Leur France idéale : petit portrait de ce que serait le pays sans ces fâcheux qui irritent tant les « bien-pensants »

De Nathalie Loiseau utilisant Auschwitz pour délégitimer tous ceux qui ne partagent pas sa vision de l’Europe à l’analyse de Dominique Schnapper sur ces Français qui détesteraient Emmanuel Macron car il est trop brillant, les fantasmes d’une France débarrassée de toutes ces dissonances sont plus nombreux que jamais.

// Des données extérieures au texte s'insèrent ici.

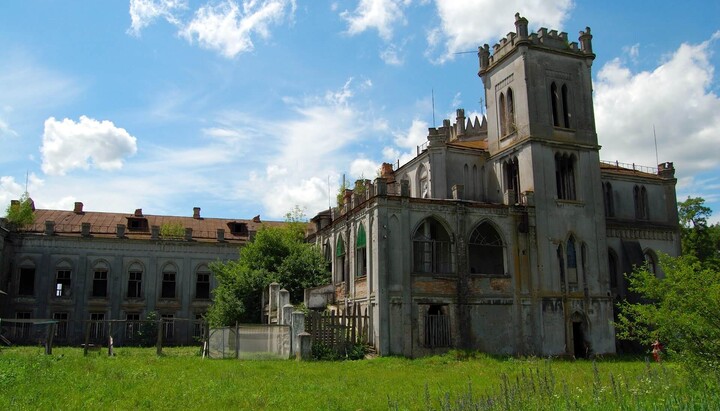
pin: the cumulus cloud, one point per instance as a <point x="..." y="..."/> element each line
<point x="144" y="12"/>
<point x="676" y="98"/>
<point x="227" y="27"/>
<point x="380" y="15"/>
<point x="68" y="145"/>
<point x="489" y="22"/>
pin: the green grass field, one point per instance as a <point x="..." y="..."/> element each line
<point x="136" y="378"/>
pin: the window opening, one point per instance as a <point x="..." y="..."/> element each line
<point x="62" y="283"/>
<point x="437" y="327"/>
<point x="26" y="284"/>
<point x="431" y="248"/>
<point x="99" y="283"/>
<point x="486" y="251"/>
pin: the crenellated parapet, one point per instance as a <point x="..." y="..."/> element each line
<point x="548" y="39"/>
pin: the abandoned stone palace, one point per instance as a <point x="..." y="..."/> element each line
<point x="505" y="234"/>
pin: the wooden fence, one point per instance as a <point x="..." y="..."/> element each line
<point x="337" y="330"/>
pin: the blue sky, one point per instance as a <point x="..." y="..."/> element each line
<point x="247" y="107"/>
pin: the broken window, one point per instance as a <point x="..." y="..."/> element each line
<point x="609" y="201"/>
<point x="99" y="283"/>
<point x="22" y="329"/>
<point x="512" y="179"/>
<point x="26" y="284"/>
<point x="61" y="326"/>
<point x="62" y="283"/>
<point x="168" y="284"/>
<point x="132" y="325"/>
<point x="202" y="284"/>
<point x="168" y="321"/>
<point x="565" y="176"/>
<point x="437" y="327"/>
<point x="340" y="260"/>
<point x="431" y="248"/>
<point x="361" y="253"/>
<point x="486" y="251"/>
<point x="97" y="326"/>
<point x="135" y="281"/>
<point x="641" y="202"/>
<point x="612" y="268"/>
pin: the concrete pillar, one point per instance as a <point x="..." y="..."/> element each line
<point x="298" y="327"/>
<point x="273" y="301"/>
<point x="305" y="351"/>
<point x="286" y="316"/>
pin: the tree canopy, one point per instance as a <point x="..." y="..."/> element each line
<point x="276" y="254"/>
<point x="697" y="237"/>
<point x="681" y="310"/>
<point x="22" y="212"/>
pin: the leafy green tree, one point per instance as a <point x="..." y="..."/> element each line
<point x="276" y="254"/>
<point x="682" y="311"/>
<point x="21" y="213"/>
<point x="697" y="237"/>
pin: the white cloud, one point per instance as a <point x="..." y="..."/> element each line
<point x="380" y="15"/>
<point x="68" y="145"/>
<point x="227" y="27"/>
<point x="466" y="24"/>
<point x="676" y="98"/>
<point x="144" y="12"/>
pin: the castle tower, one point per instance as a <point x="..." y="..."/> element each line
<point x="542" y="140"/>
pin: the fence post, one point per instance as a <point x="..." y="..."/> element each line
<point x="305" y="343"/>
<point x="298" y="326"/>
<point x="87" y="336"/>
<point x="158" y="344"/>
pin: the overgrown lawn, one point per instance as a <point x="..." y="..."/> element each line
<point x="136" y="378"/>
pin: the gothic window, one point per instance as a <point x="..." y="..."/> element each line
<point x="431" y="248"/>
<point x="135" y="281"/>
<point x="361" y="253"/>
<point x="510" y="110"/>
<point x="565" y="106"/>
<point x="571" y="253"/>
<point x="565" y="176"/>
<point x="340" y="260"/>
<point x="651" y="261"/>
<point x="612" y="268"/>
<point x="608" y="200"/>
<point x="641" y="202"/>
<point x="555" y="100"/>
<point x="512" y="179"/>
<point x="503" y="114"/>
<point x="486" y="252"/>
<point x="202" y="283"/>
<point x="169" y="281"/>
<point x="423" y="185"/>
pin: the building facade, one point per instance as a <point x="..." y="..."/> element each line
<point x="102" y="273"/>
<point x="506" y="234"/>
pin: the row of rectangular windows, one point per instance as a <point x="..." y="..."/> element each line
<point x="63" y="282"/>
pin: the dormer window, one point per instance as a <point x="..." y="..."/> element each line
<point x="137" y="224"/>
<point x="239" y="229"/>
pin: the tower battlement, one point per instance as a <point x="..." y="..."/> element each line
<point x="548" y="39"/>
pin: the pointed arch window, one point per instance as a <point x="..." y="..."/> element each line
<point x="486" y="251"/>
<point x="431" y="248"/>
<point x="340" y="260"/>
<point x="361" y="253"/>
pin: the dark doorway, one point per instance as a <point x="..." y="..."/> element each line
<point x="579" y="345"/>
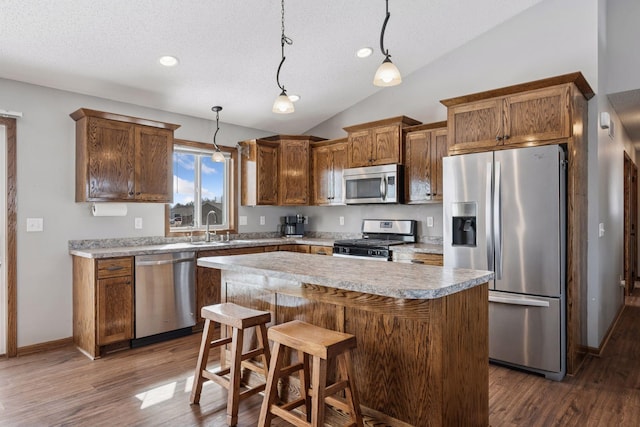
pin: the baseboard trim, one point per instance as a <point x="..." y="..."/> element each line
<point x="599" y="350"/>
<point x="45" y="346"/>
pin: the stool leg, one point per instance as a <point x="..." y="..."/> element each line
<point x="271" y="390"/>
<point x="305" y="382"/>
<point x="319" y="383"/>
<point x="264" y="343"/>
<point x="203" y="357"/>
<point x="351" y="393"/>
<point x="233" y="399"/>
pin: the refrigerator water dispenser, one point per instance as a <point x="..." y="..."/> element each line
<point x="464" y="223"/>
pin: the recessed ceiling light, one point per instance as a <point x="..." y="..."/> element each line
<point x="364" y="52"/>
<point x="168" y="60"/>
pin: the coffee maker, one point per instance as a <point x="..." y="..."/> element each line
<point x="293" y="225"/>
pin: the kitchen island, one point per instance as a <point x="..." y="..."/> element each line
<point x="422" y="331"/>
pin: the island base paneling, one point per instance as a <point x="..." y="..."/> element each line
<point x="419" y="362"/>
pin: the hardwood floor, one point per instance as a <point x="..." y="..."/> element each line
<point x="151" y="386"/>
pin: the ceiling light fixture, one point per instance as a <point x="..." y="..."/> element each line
<point x="283" y="104"/>
<point x="168" y="60"/>
<point x="387" y="73"/>
<point x="217" y="155"/>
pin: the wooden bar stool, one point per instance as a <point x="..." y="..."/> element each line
<point x="322" y="345"/>
<point x="238" y="318"/>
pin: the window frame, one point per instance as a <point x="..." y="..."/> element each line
<point x="232" y="189"/>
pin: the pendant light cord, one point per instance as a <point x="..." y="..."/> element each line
<point x="384" y="27"/>
<point x="284" y="40"/>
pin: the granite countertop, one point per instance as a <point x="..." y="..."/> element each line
<point x="422" y="248"/>
<point x="389" y="279"/>
<point x="110" y="252"/>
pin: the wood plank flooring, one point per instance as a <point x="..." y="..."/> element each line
<point x="151" y="386"/>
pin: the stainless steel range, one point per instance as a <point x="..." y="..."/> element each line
<point x="378" y="235"/>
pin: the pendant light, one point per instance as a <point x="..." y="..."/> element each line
<point x="217" y="154"/>
<point x="387" y="74"/>
<point x="283" y="104"/>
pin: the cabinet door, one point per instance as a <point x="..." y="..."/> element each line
<point x="110" y="160"/>
<point x="439" y="150"/>
<point x="266" y="174"/>
<point x="475" y="125"/>
<point x="360" y="151"/>
<point x="339" y="161"/>
<point x="294" y="172"/>
<point x="417" y="168"/>
<point x="321" y="175"/>
<point x="386" y="145"/>
<point x="153" y="164"/>
<point x="115" y="309"/>
<point x="538" y="115"/>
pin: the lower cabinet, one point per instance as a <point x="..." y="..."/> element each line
<point x="102" y="303"/>
<point x="418" y="258"/>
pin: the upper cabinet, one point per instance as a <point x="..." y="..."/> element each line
<point x="275" y="170"/>
<point x="328" y="160"/>
<point x="531" y="113"/>
<point x="377" y="143"/>
<point x="425" y="146"/>
<point x="122" y="158"/>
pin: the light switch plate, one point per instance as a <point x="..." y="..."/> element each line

Atlantico : En quoi les thématiques suivantes sont-elles accusées ou instrumentalisées, dans une volonté de rétrécissement vers ce qui pourrait être considéré comme « une petite France idéale » ? 

En quoi le conservatisme est-il devenu une cible privilégiée ?

Christophe Boutin : Le conservatisme est la cible privilégiée du « camp de la raison » parce que ce dernier est celui du progressisme et que le conservatisme est son absolue antithèse. Le conservatisme n’est en effet ni une réaction, qui voudrait revenir à un passé mythifié, un Âge d’or sur lequel finalement personne n’est jamais vraiment d’accord, ni un fixisme, qui interdirait toute évolution de notre bel aujourd’hui. C’est une doctrine qui pense l’homme dans un cadre d’appartenance, la Cité, sans lequel il ne serait, selon le mot célèbre du Stagyrite, qu’« une bête ou un dieu », infra ou supra-humain donc, mais en tout cas aucunement humain.

 Or cette Cité qui donne tant à l’homme ne s’est pas créée par la réunion autour d’une table de quelques technocrates mêmes géniaux, et s’il y eut bien des théétètes, ces derniers n’usèrent jamais que de l’existant pour aider à structurer le corps social. On connaît la fameuse phrase de Joseph de Maistre sur la rédaction d’une constitution qui doit, dit le chambérien, uniquement répondre à ce problème : « Étant données la population, les mœurs, la religion, la situation géographique, les relations politiques, les richesses, les bonnes et les mauvaises qualités d’une certaine nation, trouver les lois qui lui conviennent ». « Étant donné »… Il ne s’agit donc pas de créer un homme nouveau, comme dans ces pensées utopiques dont le progressisme n’est qu’un nouvel avatar, rendu plus dangereux seulement parce que l’évolution des sciences et techniques lui permet de croire approcher, par le « trans-humanisme », la liberté infinie de celui qui se serait fait Dieu.